Wednesday, December 8, 2010

What about our own waste?

After dozens of posts, readers may be growing impatient with my focus on dairy cow manure. So, for a change of pace, I turn to pondering the organic waste that comes out of own homes--the majority of it food waste but also excrement. This potential energy leaves by two main routes--the sewer system (from both toilets and sink disposals) and the garbage system. In rough terms, each American dumps and flushes a pound of "fuel" every day, to be dispersed in sewage-treatment plants and landfills. I say dispersed because although both wastewater-treatment plants and landfills can be designed to capture some of the energy in garbage and sewage, their main goal is to make waste go away. And the material that arrives at these plants is already heavily diluted by water or inert solids, so energy production remains inefficient.

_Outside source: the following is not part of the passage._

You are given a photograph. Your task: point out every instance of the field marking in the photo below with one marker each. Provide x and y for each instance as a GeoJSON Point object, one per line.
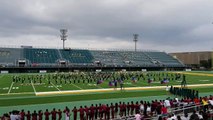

But what if we diverted all this organic waste--perhaps sending it in special pipes to small, energy-producing local digesters? One pound per person per day, converted into biogas, can be burned to produce about one kilowatt-hour of electricity--with enough extra heat (left over after warming the digester) to bring five gallons of water to a comfortable temperature for showering. Unfortunately, the typical American needs about twelve kilowatt-hours for household use, along with similarly excessive amounts of heat.

So there, in short, is why I focus on dairy manure: it produces far more energy than the farms could ever use and involves a lower "yuck factor" than what we dump and flush!